Under plans for the EU’s budget for 2021-2027, farmers would receive around 232 billion euros ($271 billion) in direct support, a drop of more than 30 billion euros from the current seven-year budget.
The Commission proposed giving more money to small farms and recommended member states set aside at least 2 percent of their direct agriculture funds from the EU for young farmers, but acknowledged that this could encourage larger farms to simply split up.
“Nobody stops farmers from splitting the farms,” the EU agriculture commissioner Phil Hogan told a news conference.

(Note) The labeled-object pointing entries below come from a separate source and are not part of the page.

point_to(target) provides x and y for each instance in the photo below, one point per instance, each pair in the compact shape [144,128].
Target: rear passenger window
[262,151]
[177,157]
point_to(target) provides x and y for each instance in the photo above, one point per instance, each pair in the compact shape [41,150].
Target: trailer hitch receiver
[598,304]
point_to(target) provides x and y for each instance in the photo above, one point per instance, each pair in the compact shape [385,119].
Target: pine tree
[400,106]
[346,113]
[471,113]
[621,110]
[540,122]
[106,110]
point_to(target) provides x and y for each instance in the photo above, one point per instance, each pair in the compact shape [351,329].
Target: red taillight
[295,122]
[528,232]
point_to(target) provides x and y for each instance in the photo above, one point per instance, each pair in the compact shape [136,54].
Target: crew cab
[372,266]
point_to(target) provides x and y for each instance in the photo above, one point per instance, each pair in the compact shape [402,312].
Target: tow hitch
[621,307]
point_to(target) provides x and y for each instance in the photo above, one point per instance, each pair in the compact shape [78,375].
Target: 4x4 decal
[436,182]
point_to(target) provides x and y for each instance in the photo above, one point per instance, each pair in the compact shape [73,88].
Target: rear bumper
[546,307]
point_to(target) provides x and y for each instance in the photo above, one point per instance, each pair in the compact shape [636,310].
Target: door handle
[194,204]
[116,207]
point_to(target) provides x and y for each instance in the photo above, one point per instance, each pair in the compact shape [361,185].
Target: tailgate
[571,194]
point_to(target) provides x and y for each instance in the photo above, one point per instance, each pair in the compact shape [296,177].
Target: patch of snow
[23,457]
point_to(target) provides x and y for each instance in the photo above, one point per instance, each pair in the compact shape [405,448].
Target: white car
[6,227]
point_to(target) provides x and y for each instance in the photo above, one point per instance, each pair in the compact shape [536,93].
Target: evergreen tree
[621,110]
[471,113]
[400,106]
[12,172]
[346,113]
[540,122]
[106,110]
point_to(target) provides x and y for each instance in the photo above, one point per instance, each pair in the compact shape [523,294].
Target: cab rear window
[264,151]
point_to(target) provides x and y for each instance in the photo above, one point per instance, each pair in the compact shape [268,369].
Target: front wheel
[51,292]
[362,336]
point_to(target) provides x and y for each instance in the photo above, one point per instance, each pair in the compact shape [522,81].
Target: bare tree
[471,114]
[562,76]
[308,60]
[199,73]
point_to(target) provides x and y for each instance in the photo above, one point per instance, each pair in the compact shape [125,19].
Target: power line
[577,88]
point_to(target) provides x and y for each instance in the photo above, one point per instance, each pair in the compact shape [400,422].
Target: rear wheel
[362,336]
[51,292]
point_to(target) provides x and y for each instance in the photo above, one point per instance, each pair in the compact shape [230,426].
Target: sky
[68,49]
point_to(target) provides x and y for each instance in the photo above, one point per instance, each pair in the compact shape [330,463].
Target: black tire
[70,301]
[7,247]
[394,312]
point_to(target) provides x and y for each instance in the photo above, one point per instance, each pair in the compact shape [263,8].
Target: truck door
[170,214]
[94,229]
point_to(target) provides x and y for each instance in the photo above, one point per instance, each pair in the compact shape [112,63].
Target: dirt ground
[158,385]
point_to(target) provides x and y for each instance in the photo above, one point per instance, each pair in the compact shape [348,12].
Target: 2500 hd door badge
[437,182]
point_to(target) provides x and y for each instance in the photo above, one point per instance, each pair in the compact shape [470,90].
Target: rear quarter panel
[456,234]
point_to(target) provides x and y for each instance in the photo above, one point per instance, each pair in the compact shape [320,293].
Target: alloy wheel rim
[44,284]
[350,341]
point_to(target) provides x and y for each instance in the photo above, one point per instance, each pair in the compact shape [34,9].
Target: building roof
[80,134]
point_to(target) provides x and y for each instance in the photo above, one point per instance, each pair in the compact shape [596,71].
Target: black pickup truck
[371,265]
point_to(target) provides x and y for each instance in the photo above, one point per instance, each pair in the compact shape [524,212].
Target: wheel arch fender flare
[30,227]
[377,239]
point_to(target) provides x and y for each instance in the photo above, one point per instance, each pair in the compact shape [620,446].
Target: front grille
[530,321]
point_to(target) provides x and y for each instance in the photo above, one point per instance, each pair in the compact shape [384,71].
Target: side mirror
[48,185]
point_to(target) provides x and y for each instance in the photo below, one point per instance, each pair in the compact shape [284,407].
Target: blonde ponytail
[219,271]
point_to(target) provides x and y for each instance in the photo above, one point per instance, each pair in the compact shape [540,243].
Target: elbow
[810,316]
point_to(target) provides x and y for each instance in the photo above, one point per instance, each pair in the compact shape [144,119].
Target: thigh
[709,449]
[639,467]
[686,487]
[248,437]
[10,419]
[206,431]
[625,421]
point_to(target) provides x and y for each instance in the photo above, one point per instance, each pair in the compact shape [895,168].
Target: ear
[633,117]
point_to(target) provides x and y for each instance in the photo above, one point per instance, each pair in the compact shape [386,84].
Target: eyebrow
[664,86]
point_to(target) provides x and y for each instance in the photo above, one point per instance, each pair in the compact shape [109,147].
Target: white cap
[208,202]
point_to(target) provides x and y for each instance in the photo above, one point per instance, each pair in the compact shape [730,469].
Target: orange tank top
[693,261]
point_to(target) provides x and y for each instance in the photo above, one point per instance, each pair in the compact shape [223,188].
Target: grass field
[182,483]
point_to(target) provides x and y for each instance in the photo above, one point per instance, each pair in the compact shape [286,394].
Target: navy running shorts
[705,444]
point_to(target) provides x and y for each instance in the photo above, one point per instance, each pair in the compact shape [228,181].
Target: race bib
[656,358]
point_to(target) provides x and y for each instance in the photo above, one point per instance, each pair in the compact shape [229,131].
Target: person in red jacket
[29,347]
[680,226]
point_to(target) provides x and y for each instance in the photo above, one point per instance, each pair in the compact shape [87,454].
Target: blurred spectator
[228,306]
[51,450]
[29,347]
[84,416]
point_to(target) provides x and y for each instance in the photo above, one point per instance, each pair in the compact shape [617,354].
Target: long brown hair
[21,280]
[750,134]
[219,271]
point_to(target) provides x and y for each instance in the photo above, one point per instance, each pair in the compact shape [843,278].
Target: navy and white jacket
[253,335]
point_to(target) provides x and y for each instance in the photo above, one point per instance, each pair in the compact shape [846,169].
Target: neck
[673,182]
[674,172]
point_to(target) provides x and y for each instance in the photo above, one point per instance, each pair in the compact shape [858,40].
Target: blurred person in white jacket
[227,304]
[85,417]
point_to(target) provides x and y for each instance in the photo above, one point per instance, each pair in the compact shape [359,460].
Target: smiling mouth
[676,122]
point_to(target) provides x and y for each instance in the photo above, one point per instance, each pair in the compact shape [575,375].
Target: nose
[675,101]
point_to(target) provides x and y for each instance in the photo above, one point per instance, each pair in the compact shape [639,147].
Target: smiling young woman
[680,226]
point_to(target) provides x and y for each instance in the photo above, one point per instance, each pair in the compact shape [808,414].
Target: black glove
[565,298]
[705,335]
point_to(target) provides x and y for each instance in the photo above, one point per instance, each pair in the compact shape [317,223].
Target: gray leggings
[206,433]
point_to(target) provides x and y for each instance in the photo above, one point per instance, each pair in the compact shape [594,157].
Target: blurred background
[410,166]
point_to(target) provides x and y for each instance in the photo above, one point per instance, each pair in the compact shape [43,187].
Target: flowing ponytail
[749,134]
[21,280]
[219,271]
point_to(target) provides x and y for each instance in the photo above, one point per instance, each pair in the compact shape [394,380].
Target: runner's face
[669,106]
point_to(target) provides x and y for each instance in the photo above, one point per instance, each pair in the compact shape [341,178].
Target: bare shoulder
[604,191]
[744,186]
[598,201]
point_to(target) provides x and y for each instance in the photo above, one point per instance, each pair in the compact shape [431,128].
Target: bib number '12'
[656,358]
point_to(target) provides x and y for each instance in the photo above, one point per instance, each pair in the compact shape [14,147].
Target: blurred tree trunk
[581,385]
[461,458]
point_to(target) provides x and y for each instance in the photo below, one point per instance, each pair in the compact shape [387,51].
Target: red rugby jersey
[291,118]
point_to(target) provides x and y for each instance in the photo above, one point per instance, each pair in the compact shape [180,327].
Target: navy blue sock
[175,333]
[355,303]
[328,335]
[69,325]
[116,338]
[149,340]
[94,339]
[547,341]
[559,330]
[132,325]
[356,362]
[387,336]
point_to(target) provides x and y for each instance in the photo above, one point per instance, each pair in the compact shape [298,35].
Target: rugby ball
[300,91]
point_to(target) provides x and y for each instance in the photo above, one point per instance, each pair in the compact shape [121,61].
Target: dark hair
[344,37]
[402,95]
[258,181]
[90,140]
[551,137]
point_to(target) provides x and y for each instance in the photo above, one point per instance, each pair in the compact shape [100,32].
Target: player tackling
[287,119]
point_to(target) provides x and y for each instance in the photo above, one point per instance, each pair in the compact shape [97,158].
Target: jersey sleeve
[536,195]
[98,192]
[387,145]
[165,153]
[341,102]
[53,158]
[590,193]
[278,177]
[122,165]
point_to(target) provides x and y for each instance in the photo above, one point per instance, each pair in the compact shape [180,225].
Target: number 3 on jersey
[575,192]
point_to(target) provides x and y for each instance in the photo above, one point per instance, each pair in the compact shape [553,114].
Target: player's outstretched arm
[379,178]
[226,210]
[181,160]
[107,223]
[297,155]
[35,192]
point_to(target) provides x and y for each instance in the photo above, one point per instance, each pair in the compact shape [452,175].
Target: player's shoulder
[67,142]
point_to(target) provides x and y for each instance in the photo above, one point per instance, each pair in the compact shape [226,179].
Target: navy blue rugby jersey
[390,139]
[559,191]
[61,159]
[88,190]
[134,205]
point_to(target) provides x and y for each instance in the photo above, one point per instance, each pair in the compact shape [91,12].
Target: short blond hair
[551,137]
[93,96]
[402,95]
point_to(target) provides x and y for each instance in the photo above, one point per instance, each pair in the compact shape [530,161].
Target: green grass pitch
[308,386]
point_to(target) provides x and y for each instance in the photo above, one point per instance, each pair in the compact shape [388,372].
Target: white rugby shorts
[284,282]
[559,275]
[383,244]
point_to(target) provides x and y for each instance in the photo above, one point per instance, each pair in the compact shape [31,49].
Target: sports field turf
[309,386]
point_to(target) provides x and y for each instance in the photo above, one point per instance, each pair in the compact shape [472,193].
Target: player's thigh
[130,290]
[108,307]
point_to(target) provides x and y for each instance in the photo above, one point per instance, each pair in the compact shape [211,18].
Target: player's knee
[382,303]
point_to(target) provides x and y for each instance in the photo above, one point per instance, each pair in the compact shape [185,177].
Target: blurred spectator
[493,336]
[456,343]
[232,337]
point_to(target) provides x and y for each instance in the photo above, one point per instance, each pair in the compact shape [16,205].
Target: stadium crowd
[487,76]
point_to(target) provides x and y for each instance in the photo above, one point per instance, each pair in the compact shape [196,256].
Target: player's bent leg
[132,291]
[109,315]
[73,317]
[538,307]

The agriculture ministers of France, Spain, Portugal, Ireland, Finland and Greece immediately issued a joint statement saying they opposed the proposed cuts - which must be approved by all 27 EU members - and called for maintaining current spending levels.
French farmers would still receive the highest share of EU direct payments at more than 44 billion euros in the 2021-2027 period, but down from the 47.7 billion euros they received between 2014 and 2020.
Direct payments to farmers would still form the bulk of EU agriculture spending, or one fifth of all EU expenditure in the planned 1.1-trillion-euro long-term budget.
Spanish farmers, the second top beneficiaries of EU money, would see their funding drop to 29.7 billion euros, from 31.7 billions. Direct payments to Italian farmers would decrease to 22.1 billion euros from 24 billion euros.
As part of a wider policy to divert some EU money to new sectors, like research and security, most EU countries would see a drop in direct aid to their farmers, except the Baltic countries and other smaller eastern EU states who would see their funding increase.